他方、このような諾否の自由がないことは、一応、指揮監督関係を肯定する要素の一つとなる。ただし、断ると次から仕事が来なくなるなどの事情により事実上仕事の依頼に対する諾否の自由がない場合や、例えば電気工事が終わらないと壁の工事ができないなど作業が他の職種との有機的連続性をもって行われるため、業務従事の指示を拒否することが業務の性質上そもそもできない場合には、諾否の自由の制約は直ちに指揮監督関係を肯定する要素とはならず、契約内容や諾否の自由が制限される程度等を勘案する必要がある。
ロ 業務遂行上の指揮監督の有無
(イ) 業務の内容及び遂行方法に対する指揮命令の有無
設計図、仕様書、指示書等の交付によって作業の指示がなされている場合であっても、当該指示が通常注文者が行う程度の指示等に止まる場合には指揮監督関係の存在を肯定する要素とはならない。
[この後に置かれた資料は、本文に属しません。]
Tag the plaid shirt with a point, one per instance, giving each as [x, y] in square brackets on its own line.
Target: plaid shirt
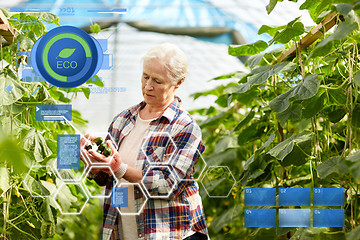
[176, 206]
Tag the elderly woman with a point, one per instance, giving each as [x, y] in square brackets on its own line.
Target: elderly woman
[145, 134]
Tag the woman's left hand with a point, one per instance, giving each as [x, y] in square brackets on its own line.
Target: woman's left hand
[113, 160]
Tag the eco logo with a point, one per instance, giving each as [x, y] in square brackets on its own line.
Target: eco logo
[66, 57]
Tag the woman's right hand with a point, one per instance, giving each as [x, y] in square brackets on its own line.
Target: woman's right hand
[85, 157]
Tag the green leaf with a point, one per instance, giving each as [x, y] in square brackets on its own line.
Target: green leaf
[354, 234]
[343, 8]
[65, 198]
[355, 171]
[223, 158]
[50, 18]
[335, 113]
[244, 121]
[314, 105]
[292, 29]
[214, 120]
[10, 89]
[86, 92]
[247, 49]
[303, 90]
[355, 120]
[281, 150]
[13, 154]
[66, 52]
[284, 67]
[258, 78]
[341, 32]
[4, 179]
[258, 151]
[270, 30]
[332, 165]
[271, 6]
[354, 157]
[356, 79]
[228, 141]
[36, 187]
[255, 59]
[292, 112]
[35, 142]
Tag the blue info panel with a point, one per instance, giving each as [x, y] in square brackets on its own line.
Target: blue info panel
[119, 197]
[260, 196]
[294, 196]
[68, 151]
[328, 217]
[328, 197]
[294, 217]
[260, 217]
[58, 112]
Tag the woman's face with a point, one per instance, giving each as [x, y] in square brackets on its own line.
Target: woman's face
[158, 90]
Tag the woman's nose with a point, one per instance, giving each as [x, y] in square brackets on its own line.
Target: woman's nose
[148, 85]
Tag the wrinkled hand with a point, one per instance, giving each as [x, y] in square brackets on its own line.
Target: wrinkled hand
[113, 160]
[84, 141]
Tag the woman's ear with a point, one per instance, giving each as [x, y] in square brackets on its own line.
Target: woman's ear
[179, 83]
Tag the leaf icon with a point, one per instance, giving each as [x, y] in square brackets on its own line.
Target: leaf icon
[66, 52]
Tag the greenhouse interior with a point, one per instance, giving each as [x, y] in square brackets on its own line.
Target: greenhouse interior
[180, 119]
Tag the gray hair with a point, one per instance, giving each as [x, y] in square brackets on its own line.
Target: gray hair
[172, 58]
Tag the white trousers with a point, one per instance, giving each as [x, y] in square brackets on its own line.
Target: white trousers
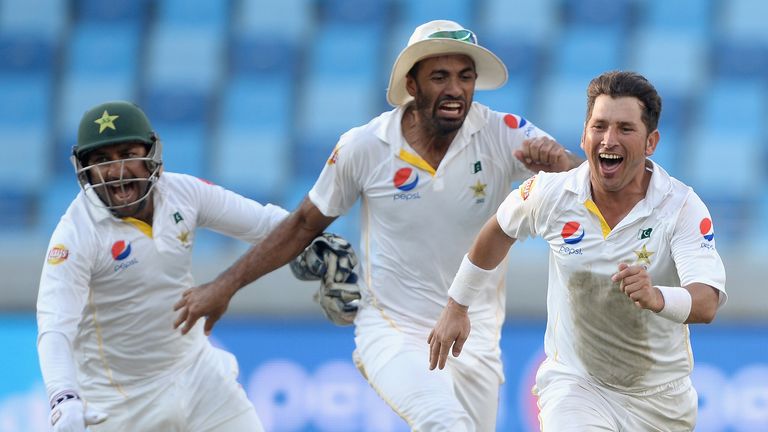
[462, 397]
[569, 402]
[203, 397]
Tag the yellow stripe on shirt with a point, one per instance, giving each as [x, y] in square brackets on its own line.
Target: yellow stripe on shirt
[592, 207]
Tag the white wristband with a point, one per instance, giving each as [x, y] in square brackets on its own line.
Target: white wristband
[677, 303]
[468, 281]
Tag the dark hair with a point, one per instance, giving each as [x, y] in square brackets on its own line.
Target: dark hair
[621, 83]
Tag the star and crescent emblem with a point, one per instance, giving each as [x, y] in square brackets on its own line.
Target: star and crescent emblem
[644, 255]
[106, 121]
[479, 189]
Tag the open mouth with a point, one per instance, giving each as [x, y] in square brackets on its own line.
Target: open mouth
[123, 193]
[451, 109]
[610, 162]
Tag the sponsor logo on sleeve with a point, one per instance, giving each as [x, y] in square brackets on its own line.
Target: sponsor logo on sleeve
[405, 180]
[120, 251]
[526, 188]
[708, 232]
[514, 121]
[572, 234]
[58, 254]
他方、当該指示書等により作業の具体的内容・方法等が指示されており、業務の遂行が「使用者」の具体的な指揮命令を受けて行われていると認められる場合には、指揮監督関係の存在を肯定する重要な要素となる。
工程についての他の職種との調整を元請け、工務店、専門工事業者、一次業者の責任者等が行っていることは、業務の性格上当然であるので、このことは業務遂行上の指揮監督関係の存否に関係するものではない。
(ロ) その他
「使用者」の命令、依頼等により通常予定されている業務以外の業務に従事することがある場合には、使用者の一般的な指揮監督を受けているとの判断を補強する重要な要素となる。
ハ 拘束性の有無
勤務場所が建築現場、刻みの作業場等に指定されていることは、業務の性格上当然であるので、このことは直ちに指揮監督関係を肯定する要素とはならない。
勤務時間が指定され、管理されていることは、一般的には指揮監督関係を肯定する要素となる。ただし、他職種との工程の調整の必要がある場合や、近隣に対する騒音等の配慮の必要がある場合には、勤務時間の指定がなされたというだけでは指揮監督関係を肯定する要素とはならない。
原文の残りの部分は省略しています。